Reducing the social gap of the information age

The issue somehow came up again. What to do to reduce the social gap in Israel using technology or maybe how to avoid increasing the gap because of the technology.

Fact is that people with less income will be less likely to be able to afford Internet connection or a computer or even good education.

Children coming from such background have less chances to attend higher education, to get better job and unless they are lucky or exceptionnaly talented they are doomed to be left behind. Again.

So let's look at our small niche in improving their situation.

Financing computers and Internet connection might be a good idea though most of the computer software is still in English and the Hebrew content on the web is relatively limited.

So I guess - if I was the government - I would to such things as

  • Finance translation projects of Gnome and KDE via PERACH or other similar semi-volunteer organizations.

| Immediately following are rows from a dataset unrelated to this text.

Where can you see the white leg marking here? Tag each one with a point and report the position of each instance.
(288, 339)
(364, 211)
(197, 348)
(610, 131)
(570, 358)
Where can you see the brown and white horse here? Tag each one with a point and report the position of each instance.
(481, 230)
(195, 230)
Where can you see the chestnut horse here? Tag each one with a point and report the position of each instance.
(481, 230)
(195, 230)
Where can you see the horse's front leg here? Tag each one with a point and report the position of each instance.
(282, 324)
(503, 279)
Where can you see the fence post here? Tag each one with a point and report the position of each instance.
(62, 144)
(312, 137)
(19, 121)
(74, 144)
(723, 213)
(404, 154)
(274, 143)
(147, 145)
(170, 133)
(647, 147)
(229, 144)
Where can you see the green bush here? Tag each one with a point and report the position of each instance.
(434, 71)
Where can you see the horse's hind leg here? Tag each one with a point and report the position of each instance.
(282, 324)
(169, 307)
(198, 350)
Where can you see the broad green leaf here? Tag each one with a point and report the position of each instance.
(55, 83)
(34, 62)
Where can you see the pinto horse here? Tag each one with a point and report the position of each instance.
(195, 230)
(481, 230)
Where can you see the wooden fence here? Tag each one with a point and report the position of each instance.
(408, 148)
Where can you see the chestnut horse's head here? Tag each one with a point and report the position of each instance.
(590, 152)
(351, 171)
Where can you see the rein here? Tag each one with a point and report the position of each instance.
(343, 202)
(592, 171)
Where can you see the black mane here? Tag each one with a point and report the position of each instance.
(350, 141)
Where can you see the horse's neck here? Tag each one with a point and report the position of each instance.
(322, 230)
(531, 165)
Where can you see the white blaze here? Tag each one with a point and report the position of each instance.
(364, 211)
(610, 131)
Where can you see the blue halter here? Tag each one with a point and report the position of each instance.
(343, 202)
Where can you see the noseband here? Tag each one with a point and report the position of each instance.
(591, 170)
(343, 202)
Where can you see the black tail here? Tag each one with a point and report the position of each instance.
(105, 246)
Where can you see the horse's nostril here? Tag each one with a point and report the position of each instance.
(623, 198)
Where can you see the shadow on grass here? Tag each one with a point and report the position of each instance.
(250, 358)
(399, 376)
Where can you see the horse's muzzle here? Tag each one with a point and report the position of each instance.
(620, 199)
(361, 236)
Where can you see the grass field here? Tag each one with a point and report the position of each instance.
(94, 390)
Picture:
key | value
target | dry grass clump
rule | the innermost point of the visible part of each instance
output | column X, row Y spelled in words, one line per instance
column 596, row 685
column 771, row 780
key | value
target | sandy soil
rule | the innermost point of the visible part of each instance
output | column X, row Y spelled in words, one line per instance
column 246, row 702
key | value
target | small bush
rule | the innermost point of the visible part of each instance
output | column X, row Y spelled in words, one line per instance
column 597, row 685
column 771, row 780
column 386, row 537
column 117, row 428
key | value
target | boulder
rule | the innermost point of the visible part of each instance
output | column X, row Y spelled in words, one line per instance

That will ensure that future versions of systems using these GUIs will be fully available to people who don't know English on a high level.
    Actually I think the Israeli government should help not only the Hebrew translation but also to get involved Arabic and possibly in Amhari.
    Not only will that help the Arab minority and the immigrants respectively but that will also help bridging some political gaps.
  • Translate Open Source applications
    Finance translation of several Open Source applications including their help system. There are lots of them. I would probably look at the applications installed on Ubuntu and start with some of those.
  • Setup computer rooms in social clubs around the country, especially in areas with limited financial capabilities. These computer rooms should be connected to the Internet as well. Maintenance of such computer rooms could be done via the above mentioned semi-volunteer programs.
  • Training classes.
    In parallel I would setup classes to show people how to use computers in general and Linux in particular. The computer rooms mentioned above would work. People would learn basic skills in using a computer, accessing web sites (e.g. Wikipedia, news sites, e-mail. How to search for information. How to find jobs, how to contact government offices. How can they learn new stuff on the Internet.

None of these are especially bright or new ideas. They just need a decision to be made by the government officials and some financing. I am sure many university students will be glad to get a grant for some of this work.